动物造模,主动脉瓣膜间质细胞增殖 z-bio 2022-02-09 411

　　OBJECTIVE: To apply rapamycin to target mTOR and discuss its effect on the proliferation of rat heart valve interstitial cells.

　　Methods: The rat valve interstitial cells were isolated in vitro and then cultivated and verified; the cells were randomly divided into two groups: rapamycin group and control group; MTT method was used to detect and draw the growth curve of rat valve interstitial cells before and after drug administration; The effect of rapamycin on cell cycle was detected by cytometer; the mRNA expression of S6 and P70S6K in cells was detected by RT-PCR; the protein expression of S6, P70S6K, P-S6 and P-P70S6K in cells was detected by Western blotting.

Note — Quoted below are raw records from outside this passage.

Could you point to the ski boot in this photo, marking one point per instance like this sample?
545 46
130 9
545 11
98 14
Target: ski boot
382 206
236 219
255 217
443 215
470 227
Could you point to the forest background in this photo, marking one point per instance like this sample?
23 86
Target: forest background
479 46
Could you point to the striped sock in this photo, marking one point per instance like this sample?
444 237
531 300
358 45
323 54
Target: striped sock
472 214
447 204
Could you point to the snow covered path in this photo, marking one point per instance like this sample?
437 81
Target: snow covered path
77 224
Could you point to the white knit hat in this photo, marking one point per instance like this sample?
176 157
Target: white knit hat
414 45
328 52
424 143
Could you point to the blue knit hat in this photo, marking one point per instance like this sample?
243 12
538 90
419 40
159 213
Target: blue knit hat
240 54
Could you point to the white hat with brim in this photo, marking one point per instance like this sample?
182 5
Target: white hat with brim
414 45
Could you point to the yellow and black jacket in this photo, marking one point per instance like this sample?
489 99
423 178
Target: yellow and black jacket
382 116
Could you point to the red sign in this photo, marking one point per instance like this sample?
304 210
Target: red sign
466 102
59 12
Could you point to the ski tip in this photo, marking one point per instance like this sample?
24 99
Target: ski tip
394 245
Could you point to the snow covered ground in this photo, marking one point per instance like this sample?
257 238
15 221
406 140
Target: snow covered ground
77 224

　　RESULTS: The rat valve interstitial cells obtained in vitro were successfully cultured separately; the cell activity in the control group was significantly higher than that in the drug-added group (P<0.05), and the growth of the cells in the drug-added group was slowed down. Flow cytometry showed that there was no significant difference in the proportion of cells in each cycle between the drug-added group and the control group; the phosphorylation of S6 protein and P70S6K protein in the drug-added group cells decreased (P<0.05).

　　Conclusion: The reason why rapamycin can inhibit the proliferation of valve interstitial cells may not be caused by changing the cell cycle but by inhibiting mTOR and down-regulating the phosphorylation of its target proteins S6 and P70S6K.